Support for pathlib.Path in datasets 2.19.0
lamyiowce opened this issue · comments
Describe the bug
After the recent update of datasets
, Dataset.save_to_disk does not accept a pathlib.Path anymore. It was supported in 2.18.0 and previous versions. Is this intentional? Was it supported before only because of a Python dusk-typing miracle?
Steps to reproduce the bug
from datasets import Dataset
import pathlib
path = pathlib.Path("./my_out_path")
Dataset.from_dict(
{"text": ["hello world"], "label": [777], "split": ["train"]}
.save_to_disk(path)
This results in an error when using datasets 2.19:
Traceback (most recent call last):
File "<stdin>", line 3, in <module>
File "/Users/jb/scratch/venv/lib/python3.11/site-packages/datasets/arrow_dataset.py", line 1515, in save_to_disk
fs, _ = url_to_fs(dataset_path, **(storage_options or {}))

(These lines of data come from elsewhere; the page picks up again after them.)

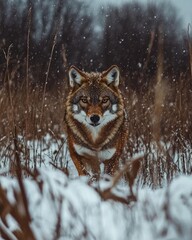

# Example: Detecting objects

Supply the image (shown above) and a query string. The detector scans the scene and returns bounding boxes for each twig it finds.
[49,161,69,176]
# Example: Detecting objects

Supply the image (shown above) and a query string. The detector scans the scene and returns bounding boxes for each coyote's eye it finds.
[102,97,109,104]
[80,97,88,104]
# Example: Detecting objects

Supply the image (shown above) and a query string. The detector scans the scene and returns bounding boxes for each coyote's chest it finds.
[74,144,116,161]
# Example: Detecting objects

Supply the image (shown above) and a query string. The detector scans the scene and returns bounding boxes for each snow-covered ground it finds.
[1,166,192,240]
[0,135,192,239]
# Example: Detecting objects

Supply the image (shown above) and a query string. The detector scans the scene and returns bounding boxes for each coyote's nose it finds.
[90,114,100,125]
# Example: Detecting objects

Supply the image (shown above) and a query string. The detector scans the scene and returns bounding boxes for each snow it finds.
[1,167,192,240]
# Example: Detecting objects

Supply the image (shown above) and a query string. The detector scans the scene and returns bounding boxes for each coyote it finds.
[64,65,128,178]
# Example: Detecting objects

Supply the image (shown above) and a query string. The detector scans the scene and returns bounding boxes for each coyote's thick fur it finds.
[64,65,128,178]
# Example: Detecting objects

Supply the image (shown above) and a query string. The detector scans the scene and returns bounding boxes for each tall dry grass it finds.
[0,58,67,174]
[122,26,192,187]
[1,32,192,240]
[0,25,192,188]
[0,61,192,185]
[124,77,192,188]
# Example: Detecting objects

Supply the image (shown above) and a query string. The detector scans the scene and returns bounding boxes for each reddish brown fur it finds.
[64,65,128,178]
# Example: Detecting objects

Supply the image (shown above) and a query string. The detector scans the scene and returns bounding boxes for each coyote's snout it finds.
[64,65,128,178]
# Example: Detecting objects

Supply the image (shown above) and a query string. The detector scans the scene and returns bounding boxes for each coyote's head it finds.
[66,65,124,140]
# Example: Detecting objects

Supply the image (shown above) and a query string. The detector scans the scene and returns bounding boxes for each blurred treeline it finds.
[0,0,190,90]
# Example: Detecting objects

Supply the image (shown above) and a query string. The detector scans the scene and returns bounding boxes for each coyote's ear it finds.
[68,66,85,88]
[103,65,120,86]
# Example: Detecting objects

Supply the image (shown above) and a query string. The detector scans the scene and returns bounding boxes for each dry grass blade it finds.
[12,127,36,240]
[0,218,18,240]
[98,155,142,204]
[40,31,58,126]
[187,24,192,80]
[49,161,69,176]
[142,29,155,73]
[152,25,166,143]
[3,45,15,127]
[25,7,32,138]
[62,43,69,73]
[0,181,35,240]
[111,156,142,190]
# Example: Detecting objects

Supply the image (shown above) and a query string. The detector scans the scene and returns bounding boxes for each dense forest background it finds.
[0,0,191,90]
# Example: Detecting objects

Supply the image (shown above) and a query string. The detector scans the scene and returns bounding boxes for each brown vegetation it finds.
[0,38,192,187]
[0,0,191,195]
[1,1,192,239]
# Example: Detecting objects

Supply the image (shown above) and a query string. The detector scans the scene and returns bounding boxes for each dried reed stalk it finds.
[25,7,32,138]
[143,29,155,73]
[187,24,192,80]
[40,31,57,126]
[152,25,166,142]
[97,155,142,204]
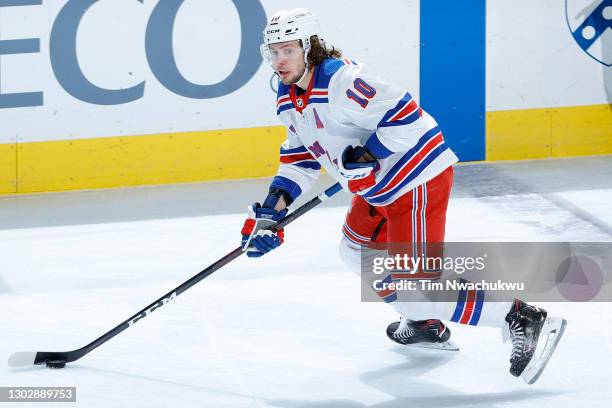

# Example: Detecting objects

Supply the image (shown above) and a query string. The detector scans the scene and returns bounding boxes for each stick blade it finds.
[8,352,37,367]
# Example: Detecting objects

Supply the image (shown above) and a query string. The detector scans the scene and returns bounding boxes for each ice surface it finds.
[1,160,612,407]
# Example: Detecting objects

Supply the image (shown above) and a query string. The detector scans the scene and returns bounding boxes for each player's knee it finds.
[338,237,362,276]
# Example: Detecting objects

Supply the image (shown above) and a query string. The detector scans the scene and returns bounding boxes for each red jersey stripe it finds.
[280,153,315,163]
[370,133,444,198]
[390,100,418,122]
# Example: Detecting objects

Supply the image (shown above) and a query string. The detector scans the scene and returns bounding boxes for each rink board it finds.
[487,104,612,161]
[0,0,610,194]
[0,143,17,194]
[14,127,285,194]
[2,103,608,194]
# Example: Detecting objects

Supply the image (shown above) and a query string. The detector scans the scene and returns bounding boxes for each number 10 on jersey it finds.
[346,78,376,108]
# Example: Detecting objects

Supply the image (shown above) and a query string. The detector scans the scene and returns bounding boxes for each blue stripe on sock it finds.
[469,290,485,326]
[451,287,467,323]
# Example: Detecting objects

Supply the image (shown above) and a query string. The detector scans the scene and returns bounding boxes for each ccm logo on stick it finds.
[128,292,177,326]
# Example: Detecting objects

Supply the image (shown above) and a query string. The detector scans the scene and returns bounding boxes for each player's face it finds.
[268,41,306,85]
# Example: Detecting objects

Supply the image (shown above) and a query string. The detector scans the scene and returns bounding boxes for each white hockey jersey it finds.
[270,58,458,206]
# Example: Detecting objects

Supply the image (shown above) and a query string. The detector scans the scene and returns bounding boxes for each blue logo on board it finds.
[565,0,612,66]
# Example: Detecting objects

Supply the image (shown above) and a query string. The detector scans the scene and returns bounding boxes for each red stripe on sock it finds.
[460,290,476,325]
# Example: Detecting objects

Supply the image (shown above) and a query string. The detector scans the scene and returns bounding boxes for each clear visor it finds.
[260,42,304,67]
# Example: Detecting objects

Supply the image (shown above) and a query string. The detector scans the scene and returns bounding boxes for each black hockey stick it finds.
[8,183,343,368]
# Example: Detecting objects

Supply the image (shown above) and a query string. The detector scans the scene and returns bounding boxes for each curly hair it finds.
[306,35,342,67]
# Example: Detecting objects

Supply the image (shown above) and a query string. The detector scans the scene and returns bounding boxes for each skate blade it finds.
[521,317,567,385]
[404,339,460,352]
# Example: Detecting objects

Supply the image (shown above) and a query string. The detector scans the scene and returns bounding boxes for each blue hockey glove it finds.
[241,203,288,258]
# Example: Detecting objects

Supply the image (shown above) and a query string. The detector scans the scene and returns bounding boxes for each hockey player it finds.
[241,8,565,384]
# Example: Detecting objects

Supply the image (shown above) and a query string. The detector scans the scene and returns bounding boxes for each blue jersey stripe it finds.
[365,144,448,204]
[378,110,421,128]
[309,98,329,104]
[293,161,322,170]
[377,92,413,126]
[363,126,441,198]
[277,82,290,99]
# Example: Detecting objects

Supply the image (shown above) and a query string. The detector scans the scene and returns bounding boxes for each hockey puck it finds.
[46,360,66,369]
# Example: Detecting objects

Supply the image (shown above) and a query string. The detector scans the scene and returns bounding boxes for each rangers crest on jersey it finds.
[565,0,612,66]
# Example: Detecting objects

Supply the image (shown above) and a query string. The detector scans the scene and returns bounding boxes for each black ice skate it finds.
[504,299,566,384]
[387,317,459,351]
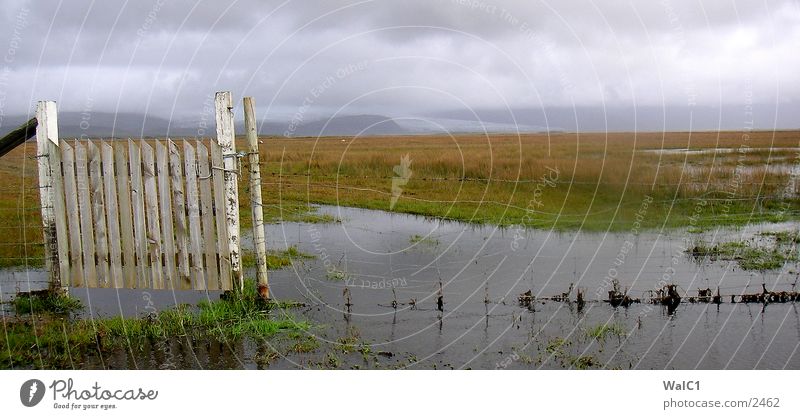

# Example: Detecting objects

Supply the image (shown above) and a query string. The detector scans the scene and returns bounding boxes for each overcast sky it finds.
[0,0,798,125]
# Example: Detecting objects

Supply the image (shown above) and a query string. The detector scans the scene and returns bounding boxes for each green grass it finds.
[409,234,439,246]
[246,202,339,229]
[545,337,570,356]
[569,355,598,370]
[760,230,800,243]
[1,282,312,368]
[585,323,627,341]
[240,245,315,269]
[13,292,84,315]
[326,267,348,281]
[688,239,799,271]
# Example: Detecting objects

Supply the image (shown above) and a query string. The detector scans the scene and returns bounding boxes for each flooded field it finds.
[3,205,799,369]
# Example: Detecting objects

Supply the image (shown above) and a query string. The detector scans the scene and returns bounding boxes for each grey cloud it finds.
[0,0,797,130]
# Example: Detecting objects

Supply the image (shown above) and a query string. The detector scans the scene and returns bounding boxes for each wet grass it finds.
[760,230,800,243]
[13,291,84,315]
[325,267,348,281]
[585,323,627,341]
[1,281,313,368]
[240,245,315,270]
[688,238,799,271]
[409,234,439,246]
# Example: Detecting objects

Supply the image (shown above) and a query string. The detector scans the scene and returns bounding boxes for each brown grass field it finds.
[256,129,800,228]
[2,130,799,268]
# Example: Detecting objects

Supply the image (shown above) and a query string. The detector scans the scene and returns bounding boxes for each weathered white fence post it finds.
[243,97,269,299]
[36,101,69,290]
[214,91,243,290]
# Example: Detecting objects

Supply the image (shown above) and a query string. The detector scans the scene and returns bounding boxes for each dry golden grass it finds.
[253,130,800,230]
[0,143,45,268]
[2,131,799,268]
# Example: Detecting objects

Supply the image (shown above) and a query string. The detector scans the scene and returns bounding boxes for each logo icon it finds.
[390,154,412,209]
[20,379,45,407]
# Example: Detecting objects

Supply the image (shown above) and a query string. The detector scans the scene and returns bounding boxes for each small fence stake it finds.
[214,91,243,291]
[243,96,269,299]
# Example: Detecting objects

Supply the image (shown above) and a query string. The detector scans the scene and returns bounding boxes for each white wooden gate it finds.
[35,93,243,291]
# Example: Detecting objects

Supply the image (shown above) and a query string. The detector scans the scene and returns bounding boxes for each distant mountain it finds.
[0,112,175,138]
[430,104,800,132]
[0,112,407,138]
[3,104,796,139]
[272,114,407,137]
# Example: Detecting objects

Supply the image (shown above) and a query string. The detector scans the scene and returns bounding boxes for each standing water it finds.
[3,205,799,369]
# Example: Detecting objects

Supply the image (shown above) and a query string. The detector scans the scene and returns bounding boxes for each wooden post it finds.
[0,117,37,158]
[36,101,68,289]
[243,97,269,299]
[214,91,242,291]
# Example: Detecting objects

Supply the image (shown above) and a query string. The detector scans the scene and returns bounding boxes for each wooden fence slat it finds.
[115,144,136,289]
[156,140,177,289]
[88,141,110,287]
[50,141,69,287]
[210,140,232,290]
[60,141,84,287]
[102,142,123,287]
[74,142,96,287]
[169,140,191,289]
[196,141,218,290]
[142,141,164,289]
[214,92,242,288]
[129,140,149,288]
[184,141,205,290]
[88,142,110,287]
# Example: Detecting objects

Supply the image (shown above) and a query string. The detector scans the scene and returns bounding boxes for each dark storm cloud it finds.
[0,0,797,126]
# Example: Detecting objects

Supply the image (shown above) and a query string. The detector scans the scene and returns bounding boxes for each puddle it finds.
[3,205,800,369]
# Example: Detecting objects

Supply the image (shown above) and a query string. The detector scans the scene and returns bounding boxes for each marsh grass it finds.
[409,234,439,246]
[240,245,315,269]
[585,323,627,341]
[250,131,800,232]
[13,292,83,315]
[1,132,798,267]
[688,238,799,271]
[2,280,311,368]
[326,267,348,281]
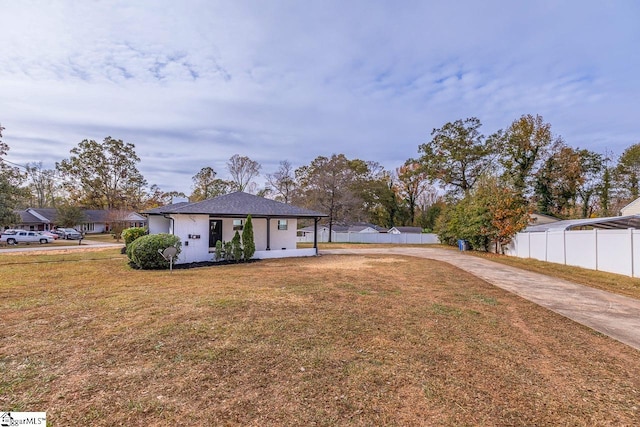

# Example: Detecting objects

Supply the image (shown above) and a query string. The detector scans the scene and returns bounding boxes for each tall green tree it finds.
[600,164,612,216]
[575,149,605,218]
[369,171,401,228]
[435,176,529,251]
[534,144,583,218]
[418,117,495,195]
[395,160,429,225]
[190,166,231,201]
[56,203,86,228]
[614,143,640,201]
[493,114,558,197]
[56,137,147,209]
[296,154,378,241]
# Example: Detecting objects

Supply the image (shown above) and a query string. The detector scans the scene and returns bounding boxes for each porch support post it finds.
[313,217,319,255]
[266,217,271,250]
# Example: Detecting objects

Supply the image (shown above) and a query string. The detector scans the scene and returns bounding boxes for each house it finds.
[528,212,560,226]
[387,226,422,234]
[297,222,384,243]
[13,207,146,233]
[143,191,327,264]
[620,197,640,216]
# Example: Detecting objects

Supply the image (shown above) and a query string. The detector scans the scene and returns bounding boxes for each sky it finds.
[1,0,639,193]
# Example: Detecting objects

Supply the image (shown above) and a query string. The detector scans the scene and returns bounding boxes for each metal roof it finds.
[143,192,327,218]
[524,214,640,232]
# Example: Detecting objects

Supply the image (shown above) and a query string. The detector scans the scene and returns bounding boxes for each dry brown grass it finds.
[301,242,640,300]
[466,250,640,300]
[1,250,639,426]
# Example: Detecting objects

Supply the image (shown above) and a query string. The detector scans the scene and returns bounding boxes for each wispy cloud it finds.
[1,0,639,192]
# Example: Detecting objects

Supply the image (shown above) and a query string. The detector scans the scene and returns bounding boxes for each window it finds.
[277,219,288,230]
[233,219,244,231]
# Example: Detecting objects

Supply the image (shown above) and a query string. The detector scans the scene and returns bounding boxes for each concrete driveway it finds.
[323,247,640,352]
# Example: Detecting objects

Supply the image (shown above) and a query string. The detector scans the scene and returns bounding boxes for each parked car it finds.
[0,230,54,245]
[38,231,59,240]
[50,229,65,238]
[55,228,83,240]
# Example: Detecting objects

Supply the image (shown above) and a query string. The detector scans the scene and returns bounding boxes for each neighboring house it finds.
[79,210,147,233]
[620,197,640,216]
[13,207,146,233]
[143,191,327,264]
[387,226,422,234]
[297,222,385,243]
[529,212,560,226]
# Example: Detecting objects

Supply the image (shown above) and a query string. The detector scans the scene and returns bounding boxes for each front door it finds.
[209,219,223,248]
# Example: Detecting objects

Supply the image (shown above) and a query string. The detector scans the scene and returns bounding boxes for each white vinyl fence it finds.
[298,232,439,244]
[509,229,640,277]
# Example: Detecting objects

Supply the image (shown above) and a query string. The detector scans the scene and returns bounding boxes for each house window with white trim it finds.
[233,219,244,230]
[277,219,288,230]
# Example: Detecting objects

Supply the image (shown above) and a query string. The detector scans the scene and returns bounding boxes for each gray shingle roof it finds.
[17,210,45,224]
[143,192,327,218]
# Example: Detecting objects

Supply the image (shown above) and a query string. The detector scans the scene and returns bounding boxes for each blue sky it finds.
[1,0,639,193]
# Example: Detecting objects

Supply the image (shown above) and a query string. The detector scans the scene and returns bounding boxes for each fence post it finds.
[594,229,598,271]
[631,228,635,278]
[563,230,567,265]
[545,231,548,262]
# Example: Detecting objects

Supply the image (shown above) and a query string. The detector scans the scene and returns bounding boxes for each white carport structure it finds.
[509,214,640,277]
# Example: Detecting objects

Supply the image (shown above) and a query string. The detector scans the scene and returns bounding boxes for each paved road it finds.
[0,239,123,254]
[323,247,640,352]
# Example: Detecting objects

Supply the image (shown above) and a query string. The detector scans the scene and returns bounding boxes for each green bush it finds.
[127,233,181,270]
[121,227,147,247]
[242,215,255,261]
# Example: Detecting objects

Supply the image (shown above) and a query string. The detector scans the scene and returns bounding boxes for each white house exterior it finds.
[144,192,326,264]
[620,197,640,216]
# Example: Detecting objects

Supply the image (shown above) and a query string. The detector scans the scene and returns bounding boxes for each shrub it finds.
[121,227,147,247]
[242,215,255,261]
[223,241,233,261]
[214,239,224,261]
[231,231,243,261]
[127,233,181,270]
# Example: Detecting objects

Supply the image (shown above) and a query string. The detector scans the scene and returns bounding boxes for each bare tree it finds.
[226,154,261,192]
[26,162,58,208]
[265,160,296,203]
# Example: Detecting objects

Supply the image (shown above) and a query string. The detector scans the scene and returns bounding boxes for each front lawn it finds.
[1,250,638,425]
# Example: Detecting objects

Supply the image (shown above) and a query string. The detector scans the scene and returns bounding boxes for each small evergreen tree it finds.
[56,204,86,228]
[214,239,224,261]
[223,241,233,261]
[242,214,255,261]
[231,230,243,261]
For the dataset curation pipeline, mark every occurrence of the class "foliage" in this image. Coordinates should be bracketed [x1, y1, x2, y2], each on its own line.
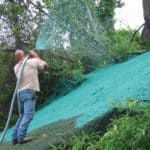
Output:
[0, 51, 15, 130]
[96, 0, 124, 33]
[0, 51, 15, 102]
[43, 0, 52, 9]
[74, 48, 108, 73]
[110, 29, 141, 62]
[49, 99, 150, 150]
[49, 131, 100, 150]
[0, 0, 48, 49]
[98, 100, 150, 150]
[33, 50, 84, 105]
[38, 50, 83, 79]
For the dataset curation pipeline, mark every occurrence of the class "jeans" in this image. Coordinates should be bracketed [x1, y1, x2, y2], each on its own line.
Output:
[12, 89, 36, 142]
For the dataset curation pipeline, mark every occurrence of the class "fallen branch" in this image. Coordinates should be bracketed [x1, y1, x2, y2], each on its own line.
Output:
[130, 23, 145, 43]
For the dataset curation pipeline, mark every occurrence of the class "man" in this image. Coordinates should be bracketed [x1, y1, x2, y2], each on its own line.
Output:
[12, 49, 48, 144]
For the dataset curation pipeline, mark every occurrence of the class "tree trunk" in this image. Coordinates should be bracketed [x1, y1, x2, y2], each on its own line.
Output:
[141, 0, 150, 48]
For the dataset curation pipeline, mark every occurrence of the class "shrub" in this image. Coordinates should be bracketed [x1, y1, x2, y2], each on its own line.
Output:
[49, 100, 150, 150]
[0, 51, 15, 130]
[110, 29, 141, 62]
[99, 105, 150, 150]
[38, 50, 83, 79]
[34, 50, 84, 105]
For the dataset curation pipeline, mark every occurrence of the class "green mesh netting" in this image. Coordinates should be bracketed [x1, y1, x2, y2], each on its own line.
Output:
[36, 0, 114, 63]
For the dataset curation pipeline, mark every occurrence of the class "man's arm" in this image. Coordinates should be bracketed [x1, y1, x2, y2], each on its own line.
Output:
[29, 50, 49, 69]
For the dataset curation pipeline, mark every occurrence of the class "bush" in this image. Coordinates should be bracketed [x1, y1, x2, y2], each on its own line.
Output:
[49, 100, 150, 150]
[38, 50, 83, 79]
[0, 51, 15, 96]
[0, 51, 15, 130]
[34, 50, 84, 105]
[89, 100, 150, 150]
[110, 29, 141, 62]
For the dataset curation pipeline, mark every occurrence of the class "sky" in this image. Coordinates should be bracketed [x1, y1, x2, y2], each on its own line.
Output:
[115, 0, 144, 30]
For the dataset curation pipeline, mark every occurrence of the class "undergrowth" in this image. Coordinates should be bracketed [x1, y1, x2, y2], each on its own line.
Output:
[49, 99, 150, 150]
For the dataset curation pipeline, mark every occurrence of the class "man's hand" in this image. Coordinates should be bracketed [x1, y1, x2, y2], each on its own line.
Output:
[29, 50, 39, 58]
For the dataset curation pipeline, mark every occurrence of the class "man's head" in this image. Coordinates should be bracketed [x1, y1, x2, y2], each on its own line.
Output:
[15, 50, 26, 62]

^^^^^^^^^^^^^^^^^^^^^^^^^^^^^^^^^^^^^^^^^^^^^^^^^^
File "/Users/jb/scratch/venv/lib/python3.11/site-packages/fsspec/core.py", line 383, in url_to_fs
chain = _un_chain(url, kwargs)
^^^^^^^^^^^^^^^^^^^^^^
File "/Users/jb/scratch/venv/lib/python3.11/site-packages/fsspec/core.py", line 323, in _un_chain
if "::" in path
^^^^^^^^^^^^
TypeError: argument of type 'PosixPath' is not iterable
Converting to str works, however.
Dataset.from_dict(
{"text": ["hello world"], "label": [777], "split": ["train"]}
).save_to_disk(str(path))
Expected behavior
My dataset gets saved to disk without an error.
Environment info
aiohttp==3.9.5
aiosignal==1.3.1
attrs==23.2.0
certifi==2024.2.2
charset-normalizer==3.3.2
datasets==2.19.0
dill==0.3.8
filelock==3.14.0
frozenlist==1.4.1
fsspec==2024.3.1
huggingface-hub==0.23.2
idna==3.7
multidict==6.0.5
multiprocess==0.70.16
numpy==1.26.4
packaging==24.0
pandas==2.2.2
pyarrow==16.1.0
pyarrow-hotfix==0.6
python-dateutil==2.9.0.post0
pytz==2024.1
PyYAML==6.0.1
requests==2.32.3
six==1.16.0
tqdm==4.66.4
typing_extensions==4.12.0
tzdata==2024.1
urllib3==2.2.1
xxhash==3.4.1
yarl==1.9.4